Warm currents rife in ‘doomsday’ glacier

New sea level rise fears - Newsreel
A digital artist's impression of the potential impact on Venice of sea level rises from melting ice caps. | Photo: iStock

Scientists have discovered warm water currents running deep inside Antarctica’s so-called “doomsday glacier” raising fears that sea level rises may be greater than previously thought.

Glaciologists, led by the University of California – Irvine, used satellite data to plot evidence of the currents several kilometres beneath the Thwaites Glacier.

The study, published in the latest Proceedings of the National Academy of Sciences, said this process causes “vigorous melting” and might require global sea level rise projections to be reassessed

The data was gathered from March to June 2023 by Finland’s ICEYE commercial satellite mission.

Study co-author Professor Christine Dow, from the University of Waterloo in Ontario, said the location of the warm currents was particularly concerning.

“Thwaites is the most unstable place in the Antarctic and contains the equivalent of 60cm of sea level rise,” she said.

“The worry is that we are underestimating the speed that the glacier is changing, which would be devastating for coastal communities around the world.”

Lead author Professor Eric Rignot said the ICEYE data provided a long-term series of daily observations that closely followed tidal cycles.

“In the past, we had some sporadically available data and with just those few observations it was hard to figure out what was happening,” he said in the study report.
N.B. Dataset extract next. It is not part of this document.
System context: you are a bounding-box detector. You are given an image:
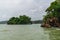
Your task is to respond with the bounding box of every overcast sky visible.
[0,0,55,21]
“When we have a continuous time series and compare that with the tidal cycle, we see the seawater coming in at high tide and receding and sometimes going farther up underneath the glacier and getting trapped.”

Professor Rignot said that seawater coming in at the base of the ice sheet, combined with freshwater generated by geothermal flux and friction, built up and “has to flow somewhere”.

“There are places where the water is almost at the pressure of the overlying ice, so just a little more pressure is needed to push up the ice,” he said.

“The water is then squeezed enough to jack up a column of more than half a mile of ice.”